Convention citoyenne : les propositions retenues par Emmanuel Macron

Stéphanie Haerts - publié le 29/06/2020 à 15:00

Emmanuel Macron a répondu au virage écologique inédit effectué lors des élections municipales. Ce lundi 29 juin, le Président a annoncé avoir retenu 146 propositions de la Convention citoyenne sur 149. De plus, 15 milliards d’euros supplémentaires seront consacrés à la transformation écologique sur 2 ans.

Emmanuel Macron Convention citoyenne pour le climat
Emmanuel Macron a indiqué avoir retenu 146 propositions sur 149.
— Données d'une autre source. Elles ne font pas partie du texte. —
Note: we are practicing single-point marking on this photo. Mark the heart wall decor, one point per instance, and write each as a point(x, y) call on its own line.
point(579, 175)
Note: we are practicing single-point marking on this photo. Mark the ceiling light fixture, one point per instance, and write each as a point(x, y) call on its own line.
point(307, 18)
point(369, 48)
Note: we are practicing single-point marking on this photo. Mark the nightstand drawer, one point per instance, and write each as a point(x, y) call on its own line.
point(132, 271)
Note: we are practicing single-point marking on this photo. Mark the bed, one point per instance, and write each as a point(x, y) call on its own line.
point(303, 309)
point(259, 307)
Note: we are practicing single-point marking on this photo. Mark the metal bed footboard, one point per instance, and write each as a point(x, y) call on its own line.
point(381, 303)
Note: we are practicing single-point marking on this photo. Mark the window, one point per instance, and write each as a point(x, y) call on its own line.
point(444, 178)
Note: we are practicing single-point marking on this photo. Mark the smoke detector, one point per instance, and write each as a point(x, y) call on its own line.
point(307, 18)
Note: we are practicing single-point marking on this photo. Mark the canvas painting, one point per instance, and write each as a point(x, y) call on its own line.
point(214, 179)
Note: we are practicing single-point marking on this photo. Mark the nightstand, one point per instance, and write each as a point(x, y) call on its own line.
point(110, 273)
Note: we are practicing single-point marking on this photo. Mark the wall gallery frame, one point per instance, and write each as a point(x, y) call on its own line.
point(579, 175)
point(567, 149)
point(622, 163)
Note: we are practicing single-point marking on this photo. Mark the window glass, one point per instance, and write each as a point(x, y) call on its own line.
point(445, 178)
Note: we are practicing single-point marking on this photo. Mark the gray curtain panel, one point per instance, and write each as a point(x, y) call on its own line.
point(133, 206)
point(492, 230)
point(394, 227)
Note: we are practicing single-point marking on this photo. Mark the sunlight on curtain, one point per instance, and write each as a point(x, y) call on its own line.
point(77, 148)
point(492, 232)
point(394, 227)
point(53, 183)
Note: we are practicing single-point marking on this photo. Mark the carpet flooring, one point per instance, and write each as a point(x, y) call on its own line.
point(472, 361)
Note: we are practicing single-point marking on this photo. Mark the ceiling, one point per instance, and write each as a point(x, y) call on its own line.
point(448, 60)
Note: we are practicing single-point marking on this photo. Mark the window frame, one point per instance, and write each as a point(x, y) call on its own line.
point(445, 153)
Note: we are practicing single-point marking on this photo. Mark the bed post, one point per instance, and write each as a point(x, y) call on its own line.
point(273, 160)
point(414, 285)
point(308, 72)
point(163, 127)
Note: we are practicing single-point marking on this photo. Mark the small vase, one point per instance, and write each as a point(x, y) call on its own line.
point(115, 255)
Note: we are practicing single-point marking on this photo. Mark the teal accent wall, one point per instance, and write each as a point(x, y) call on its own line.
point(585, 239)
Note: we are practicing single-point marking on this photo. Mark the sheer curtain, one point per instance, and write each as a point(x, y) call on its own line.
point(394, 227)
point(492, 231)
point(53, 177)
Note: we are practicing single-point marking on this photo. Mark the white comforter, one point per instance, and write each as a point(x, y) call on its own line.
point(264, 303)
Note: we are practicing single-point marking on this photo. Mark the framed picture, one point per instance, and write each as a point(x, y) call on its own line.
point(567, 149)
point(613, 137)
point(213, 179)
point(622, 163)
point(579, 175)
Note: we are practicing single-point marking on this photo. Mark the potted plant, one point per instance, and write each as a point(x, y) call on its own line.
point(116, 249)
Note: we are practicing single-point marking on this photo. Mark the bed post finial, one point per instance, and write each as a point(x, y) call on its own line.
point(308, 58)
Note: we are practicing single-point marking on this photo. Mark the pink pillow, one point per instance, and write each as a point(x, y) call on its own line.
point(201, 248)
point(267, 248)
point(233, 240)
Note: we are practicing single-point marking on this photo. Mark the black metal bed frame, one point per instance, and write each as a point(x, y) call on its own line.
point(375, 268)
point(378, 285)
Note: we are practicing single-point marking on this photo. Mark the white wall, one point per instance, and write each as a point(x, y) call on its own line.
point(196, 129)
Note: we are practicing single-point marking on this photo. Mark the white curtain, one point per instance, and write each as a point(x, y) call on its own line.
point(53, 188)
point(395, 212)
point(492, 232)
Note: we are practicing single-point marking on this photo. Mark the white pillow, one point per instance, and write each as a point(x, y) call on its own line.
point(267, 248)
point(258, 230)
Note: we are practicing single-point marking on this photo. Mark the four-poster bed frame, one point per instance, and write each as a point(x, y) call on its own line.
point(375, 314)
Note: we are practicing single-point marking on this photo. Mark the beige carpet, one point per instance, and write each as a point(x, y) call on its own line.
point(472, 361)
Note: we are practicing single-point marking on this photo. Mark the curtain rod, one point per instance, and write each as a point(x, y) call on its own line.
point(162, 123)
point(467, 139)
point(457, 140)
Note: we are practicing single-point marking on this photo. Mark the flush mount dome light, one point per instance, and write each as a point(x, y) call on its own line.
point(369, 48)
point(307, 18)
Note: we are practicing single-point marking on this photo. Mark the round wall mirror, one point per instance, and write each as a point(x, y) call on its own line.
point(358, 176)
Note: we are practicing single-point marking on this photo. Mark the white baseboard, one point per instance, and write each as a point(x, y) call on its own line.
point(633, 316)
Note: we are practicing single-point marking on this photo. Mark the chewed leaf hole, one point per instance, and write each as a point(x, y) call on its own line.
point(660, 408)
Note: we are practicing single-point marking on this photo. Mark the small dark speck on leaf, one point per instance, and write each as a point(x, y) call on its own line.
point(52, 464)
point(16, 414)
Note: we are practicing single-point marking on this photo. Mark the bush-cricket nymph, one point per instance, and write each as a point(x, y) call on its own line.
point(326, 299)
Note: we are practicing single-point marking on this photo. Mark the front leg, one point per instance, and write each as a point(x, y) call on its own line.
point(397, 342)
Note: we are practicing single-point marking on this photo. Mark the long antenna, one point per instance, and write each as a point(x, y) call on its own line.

Concilier écologie et économie

Emmanuel Macron a retenu la quasi-totalité des propositions faites par les 150 citoyens durant la Convention citoyenne pour le climat. 146 propositions sur 149 ont ainsi été validées par le président de la République. « On doit remettre l’ambition écolo au cœur du modèle productif, produire différemment », a indiqué Emmanuel Macron.

Parmi ces propositions : arrêter la bétonisation, développer les véhicules propres et interdire les passoires thermiques. 15 milliards d’euros supplémentaires sur deux ans seront injectés pour la conversion écologique de l'économie française. Emmanuel Macron souhaite instaurer un « fonds de transformation écologique de notre économie dans le plan de relance » pour « investir dans les transports propres, rénover nos bâtiments » et « inventer les industries de demain ».

Chaque citoyen sera acteur

Emmanuel Macron a également validé la proposition de « mettre en capacité chacun d’être un acteur de sa propre vie ». Plus concrètement, des mesures comme le CO2 score devraient permettre à chaque français de savoir si ce qu'il consomme est bon pour l'environnement. 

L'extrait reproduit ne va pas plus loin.